It generates more synthetic data for the more difficult-to-learn minority class samples and shifts the classifier decision boundary to focus on those examples. The results of five data sets utilized in simulations show that it is effective. Unbalanced learning is a difficult topic in data mining, machine learning, and AI.[10]

III. PROPOSED METHOD

A prevalent issue in the categorization of medical data is imbalanced datasets, which lead to bias in favor of the dominant class. The classification algorithms might perform poorly as a result of this. An oversampling technique that combines SMOTE and KNN is suggested in order to increase the accuracy of classification results. By extrapolating between close samples, the SMOTE oversampling technique creates synthetic samples in the minority class.

A supervised learning algorithm is KNN. In order to produce the synthetic samples in space, KNN chooses K's nearest neighbors, combines them, and does so. The oversampling algorithm can be used to balance the dataset, and then the random forest decision tree approach can be used to create a classification model. The random forest algorithm chooses random samples from a set of data and builds a decision tree for each training set of data. Voting is used to determine the decision tree's average, and the prediction result with the highest number of votes is chosen as the final prediction outcome. By choosing representative samples from each group of the original and synthetic samples, KNN lessens the overfitting issue. The generated synthetic samples of the proposed system are more likely to be closer to the real data than other oversampling systems. Additionally, fewer synthetic samples are generated than with conventional oversampling approaches, which reduces the computing time.

IV. SYSTEM ARCHITECTURE

In order to balance the input data, a number of unbalanced medical datasets must be oversampled. The input data is preprocessed in the data preprocessing module to remove noise, missing values, and pointless characteristics. The data is then split into training and testing sets. To create synthetic samples in the minority class, the SMOTE algorithm is applied to the training set. By extrapolating between close samples, the SMOTE oversampling technique creates synthetic samples in the minority class. A data point is classified using KNN, a supervised learning method, based on the classification of its neighbors. It archives all cases in its database and groups fresh cases according to characteristics in common.The balanced training set is used to train a classification model, such as decision trees, random forests, or support vector machines. The trained model is then used to classify the testing set. Accuracy, precision, and recall are just a few of the performance matrices that are used to assess the classification model's effectiveness.The input data is examined by the data preparation module for errors, missing values, and consistency issues. While missing data are imputed, errors are corrected or deleted. Conflicting values for the same feature are settled by using the majority or mean value. This module normalizes the input data to ensure that the range and scale of each characteristic are comparable. From the preprocessed data, a training set and a testing set are produced. On the training set, the classification model is oversampled, trained, and its performance is evaluated on the testing set. The module assesses the class imbalance in the supplied data to determine its magnitude and the degree of oversampling that is required. The oversampling algorithm combining the SMOTE and KNN algorithms is used to identify the classes in the medical dataset that are imbalanced. SMOTE is an oversampling technique that extrapolates between neighboring samples to produce synthetic samples in the minority class. The classifier divides the medical data into various categories. A random forest decision tree classifier uses a wealth of tried-and-true attributes to make predictions about brand-new data. Finally, the effectiveness of the system is assessed by contrasting it with other classification algorithms. The effectiveness of the model is determined by a variety of metrics, including accuracy, precision, and recall.

V. IMPLEMENTATION

The Synthetic Minority Oversampling Technique, or SMOTE for short, is a better method for dealing with imbalanced data when identifying issues. When observed frequencies are signs that are dispersed throughout the possible values of categorical data, the data is said to be unbalanced. One of the simplest supervised machine learning techniques for classification is the KNN smote algorithm.
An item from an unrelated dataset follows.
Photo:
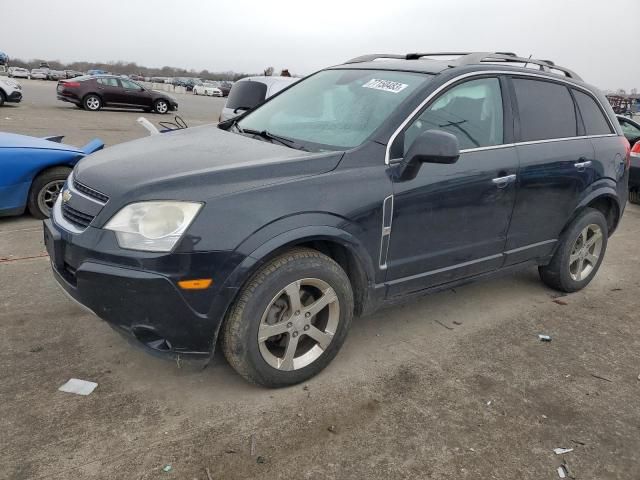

A data point's classification is based on that of its neighbors. Combining the SMOTE method with KNN entails first classifying a new dataset using the features that are available, and then oversampling the minority class using the SMOTE algorithm.

As it helps to address the class imbalance while simultaneously keeping the natural structure within the minority class, this can be beneficial in enhancing the performance of classification models trained on skewed medical data. SVM SMOTE is another oversampling approach used in addition to the KNN algorithm. It is specifically made to deal with unbalanced medical data sets, where the majority class (for example, healthy patients) outnumbers the minority class (for example, patients with a specific ailment). Overall, by balancing the class distribution and retaining the local structure of the minority class, the adoption of SVM SMOTE can aid in enhancing the performance of machine learning models on unbalanced medical data sets.

There are three main implementation strategies for systems, and they are as follows:

The dataset was oversampled
Decision Tree application
Forecasting using a balanced dataset Oversampling is a machine learning technique that duplicates examples from the underrepresented class at random in order to equalize the distribution of classes in a dataset.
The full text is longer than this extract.